Raxx · internal docs

internal · gated ↑ index

ADR-0029 — Status Surface Registry: where and how is the surface list stored?

Status: Accepted Date: 2026-04-28 UTC Refs: #601, #581, status-raxx-app.md


Context

The surface registry is the canonical list of services tracked on status.raxx.app. Every tile on the status page maps to one registry entry. The registry drives: - Which surfaces the poller checks - What FreeScout component_tag values are valid - What the public API enumerates

Four storage approaches were considered:

  1. Hardcoded Python list — a list of dicts (or dataclasses) in a module like status/surfaces.py. Adding a surface = a code commit + deploy.
  2. Postgres table — a status_surfaces table, rows editable via admin UI or migration.
  3. YAML/JSON config file in repoconfig/status-surfaces.yaml committed to the repo. Adding a surface = a code commit (but no deploy of Python logic, just config).
  4. Pulled from FreeScout component tags — the surface list is derived from the component_tag field options in FreeScout.

Decision

YAML config file in repo (config/status-surfaces.yaml).

The surface list changes on a deployment cadence, not an operational cadence. Adding a new owned service (e.g., a new Heroku app) or removing a 3P integration is a deliberate platform decision that belongs in version control with a PR and review — not a runtime database mutation reachable to anyone with DB access.

YAML gives: - Auditability: every surface addition or removal is a commit with an author, timestamp, and context. This is part of the audit trail requirement for any change that affects the public-facing status page. - Simplicity: no migration required to add a field to the surface schema. The YAML schema evolves with the codebase. - Operator workflow: operators add a surface by opening a PR to config/status-surfaces.yaml, which also triggers review and ensures the FreeScout runbook is updated in the same PR. - Bootstrap: the config is available at server start without a DB query. The poller reads it at process start (and on SIGHUP for hot-reload without redeploy).

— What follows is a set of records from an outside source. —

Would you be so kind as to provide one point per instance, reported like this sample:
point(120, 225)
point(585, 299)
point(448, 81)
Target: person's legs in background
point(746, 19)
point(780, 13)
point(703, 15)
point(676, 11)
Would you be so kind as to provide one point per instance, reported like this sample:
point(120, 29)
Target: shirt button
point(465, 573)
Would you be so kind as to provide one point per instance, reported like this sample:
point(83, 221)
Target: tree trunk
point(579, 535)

The YAML file is the single source of truth. The Postgres status_state table stores runtime state (current status, last probe result, ticket_pending) keyed by surface_id. The YAML is authoritative for what surfaces exist; Postgres is authoritative for what state they are in.


Consequences

Positive: - Adding a surface requires only a YAML edit + PR — no migration, no DB admin console needed. - The file is readable as documentation. Engineers and operators can see the full surface taxonomy by reading one file. - Bootstrap is synchronous — server start always has the full registry without a cold-start DB read. - The registry is version-controlled; rollback of a bad surface addition is git revert.

Negative: - Adding a surface requires a code deploy. For a platform that changes surfaces infrequently (estimated: once per quarter), this is an acceptable constraint. - FreeScout's component_tag dropdown options must be kept in sync with the YAML manually (the #605 runbook covers this). There is no automatic sync. This is a documented operational dependency. - If the surface list grows very large (>100 entries), YAML readability degrades. This is not a near-term concern.

Alternatives Rejected:


Schema

See status-raxx-app.md §3 for the full YAML field specification and example entries.

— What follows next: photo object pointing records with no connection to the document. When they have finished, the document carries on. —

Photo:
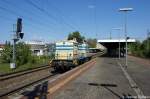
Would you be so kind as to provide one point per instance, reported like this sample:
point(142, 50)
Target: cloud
point(91, 6)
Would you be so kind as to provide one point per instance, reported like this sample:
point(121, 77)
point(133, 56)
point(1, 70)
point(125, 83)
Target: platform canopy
point(115, 40)
point(112, 45)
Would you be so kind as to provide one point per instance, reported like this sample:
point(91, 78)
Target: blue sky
point(52, 20)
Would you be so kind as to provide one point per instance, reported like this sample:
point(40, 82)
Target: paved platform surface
point(106, 72)
point(139, 70)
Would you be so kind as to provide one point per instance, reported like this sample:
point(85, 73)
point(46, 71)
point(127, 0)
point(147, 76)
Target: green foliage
point(92, 42)
point(141, 49)
point(23, 54)
point(76, 35)
point(6, 54)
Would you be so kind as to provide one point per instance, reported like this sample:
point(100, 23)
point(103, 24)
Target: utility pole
point(148, 40)
point(16, 36)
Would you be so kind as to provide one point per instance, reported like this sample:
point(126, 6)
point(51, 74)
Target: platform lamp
point(125, 10)
point(119, 29)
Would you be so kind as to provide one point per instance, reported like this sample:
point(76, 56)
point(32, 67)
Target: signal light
point(19, 25)
point(21, 35)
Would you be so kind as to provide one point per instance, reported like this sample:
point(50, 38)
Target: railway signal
point(17, 35)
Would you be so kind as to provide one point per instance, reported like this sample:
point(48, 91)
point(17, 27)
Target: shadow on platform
point(39, 92)
point(108, 88)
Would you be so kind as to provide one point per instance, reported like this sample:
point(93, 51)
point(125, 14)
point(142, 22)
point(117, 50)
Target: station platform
point(105, 80)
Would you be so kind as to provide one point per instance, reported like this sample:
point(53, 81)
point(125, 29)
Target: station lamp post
point(119, 29)
point(125, 10)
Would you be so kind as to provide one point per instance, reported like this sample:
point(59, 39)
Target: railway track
point(14, 82)
point(22, 80)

Key fields per entry: id, display_name, category (owned | upstream_3p | downstream_3p), probe_url (nullable), partner_status_url (nullable), public_description, partner_name (for 3P only — the partner's own product name, used in "tracking [partner]'s incident" copy).


Amendment — public field (2026-05-05, #1149)

A public: bool field (default true) was added to the surface entry schema following a security audit that identified four operator-internal surfaces leaking on the customer status page.

Semantics

public value Customer status page Operator console Probes + 3P poller
true (or absent) Visible Visible Active
false Hidden Visible Active

public: false means hidden from customers, not removed from monitoring. Probes and the 3P poller continue to write state for public: false surfaces. The operator console and /api/internal/status/* endpoints always see all surfaces.

Enforcement

Surfaces currently marked public: false

ID Reason
console-raxx-app Exposes existence and uptime of admin panel
internal-docs-raxx-app Name announces it is internal; no customer relevance
vault-raxx-app Exposes secrets infrastructure to attackers; "Secrets Vault" is an enumeration vector
ci-runners Internal build infrastructure; no customer relevance

Adding or changing public: false surfaces

  1. Update config/status-surfaces.yaml and backend_v2/status/surface_registry.yaml (add/remove public: false).
  2. Update INTERNAL_ONLY_SURFACE_IDS in frontend/status-worker/src/index.ts.
  3. Update INTERNAL_ONLY_IDS in backend_v2/tests/unit/test_status_surface_registry.py and the mirror set in frontend/status-worker/test/worker.test.ts.
  4. Open a PR — the test suite enforces the contract so CI will catch drift.